The novel is written in small chapters (one page or less), each narrated by a different key character. It is Velvet’s story, but with these brief, sharp looks into the minds of the grownups around her Gaitskill discards the childish illusion of adults being in control. The lack of control felt by the adults in The Mare manifests itself in how they view Velvet. Her mother, who speaks no English, seems to hate her daughter as much as she loves her and Ginger is a wife who bears the slights of being second and never a mother herself. Only Paul, who has his own control issues when it comes to fidelity, seems to see the picture clearly:
This girl had need, big need. I could feel it under her uncertainty and diffidence. And here was Ginger with her need, looking at Velvet with shining eyes, calling her “princess,” and tucking her in at night. It seemed an unstable mix of things, combustible, a promise that could not be kept.

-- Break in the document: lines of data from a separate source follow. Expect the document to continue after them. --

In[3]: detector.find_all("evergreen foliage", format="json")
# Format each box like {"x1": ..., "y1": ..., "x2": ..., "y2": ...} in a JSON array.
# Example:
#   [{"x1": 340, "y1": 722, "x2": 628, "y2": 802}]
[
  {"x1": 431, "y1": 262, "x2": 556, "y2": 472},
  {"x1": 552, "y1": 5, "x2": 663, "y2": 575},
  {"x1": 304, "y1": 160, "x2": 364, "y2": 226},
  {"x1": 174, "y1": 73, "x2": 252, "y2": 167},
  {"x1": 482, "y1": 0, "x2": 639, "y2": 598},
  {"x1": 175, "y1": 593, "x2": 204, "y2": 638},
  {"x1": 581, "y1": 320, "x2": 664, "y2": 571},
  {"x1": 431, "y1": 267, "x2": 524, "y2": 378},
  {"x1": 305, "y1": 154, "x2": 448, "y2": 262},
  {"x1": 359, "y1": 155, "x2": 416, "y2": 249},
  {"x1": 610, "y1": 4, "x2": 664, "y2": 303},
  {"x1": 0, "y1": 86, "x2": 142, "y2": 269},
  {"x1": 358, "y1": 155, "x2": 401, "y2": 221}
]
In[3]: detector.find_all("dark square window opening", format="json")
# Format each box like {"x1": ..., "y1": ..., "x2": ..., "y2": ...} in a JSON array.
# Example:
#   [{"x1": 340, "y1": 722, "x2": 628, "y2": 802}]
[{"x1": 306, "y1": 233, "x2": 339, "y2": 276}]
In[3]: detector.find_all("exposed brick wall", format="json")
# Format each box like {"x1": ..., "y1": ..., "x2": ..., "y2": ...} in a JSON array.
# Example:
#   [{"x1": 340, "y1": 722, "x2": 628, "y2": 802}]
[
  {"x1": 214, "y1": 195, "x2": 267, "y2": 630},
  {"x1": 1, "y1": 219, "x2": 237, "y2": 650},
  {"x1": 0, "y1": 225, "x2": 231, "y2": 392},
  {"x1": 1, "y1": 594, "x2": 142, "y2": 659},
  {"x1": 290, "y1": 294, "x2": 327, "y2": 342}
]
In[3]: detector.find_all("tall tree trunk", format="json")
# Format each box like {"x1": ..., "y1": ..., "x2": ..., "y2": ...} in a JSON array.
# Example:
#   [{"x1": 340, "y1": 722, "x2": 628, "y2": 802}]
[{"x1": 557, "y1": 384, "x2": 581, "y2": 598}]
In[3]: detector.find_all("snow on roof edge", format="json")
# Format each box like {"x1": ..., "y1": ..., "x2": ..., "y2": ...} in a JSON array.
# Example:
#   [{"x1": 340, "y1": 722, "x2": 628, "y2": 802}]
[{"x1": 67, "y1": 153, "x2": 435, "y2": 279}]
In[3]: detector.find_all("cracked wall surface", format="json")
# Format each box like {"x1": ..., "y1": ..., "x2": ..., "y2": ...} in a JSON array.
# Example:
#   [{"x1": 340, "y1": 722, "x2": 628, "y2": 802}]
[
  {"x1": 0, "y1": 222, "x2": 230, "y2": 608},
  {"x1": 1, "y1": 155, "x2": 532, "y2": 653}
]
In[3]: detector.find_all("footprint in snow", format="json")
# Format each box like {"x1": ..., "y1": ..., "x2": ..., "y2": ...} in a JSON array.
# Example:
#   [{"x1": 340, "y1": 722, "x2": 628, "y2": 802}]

This, coupled with the incongruity of Velvet’s turbulent life at home versus her life upstate, is enough to make The Mare compelling but Gaitskill goes beyond that, using prose that shifts and changes with each of the characters. She spans all the linguistic tics of the artsy Ginger, angry Sylvia and conflicted Velvet. These twists of language serve to reinforce the inconsistency of Velvet’s life. Her love for this horse and her determination to succeed at riding are in wild contrast to her combative and insolent nature at school. She is abused, she is the abuser, she is unreliable, she is determined.
I didn’t find mention of it anywhere but I couldn’t help but be struck by another young girl/horse story: National Velvet. The girl in that movie is also named Velvet and trains a damaged horse for competition. The novel’s Velvet might be seen as the antithesis of Elizabeth Taylor’s bonny beauty, but in some ways The Mare still feels like a modern take on a sugary old story with a Disney ending. The good news is that in cutting the sugar Gaitskill releases the richer flavor of her characters and gives readers a full meal of a novel with depth and bite.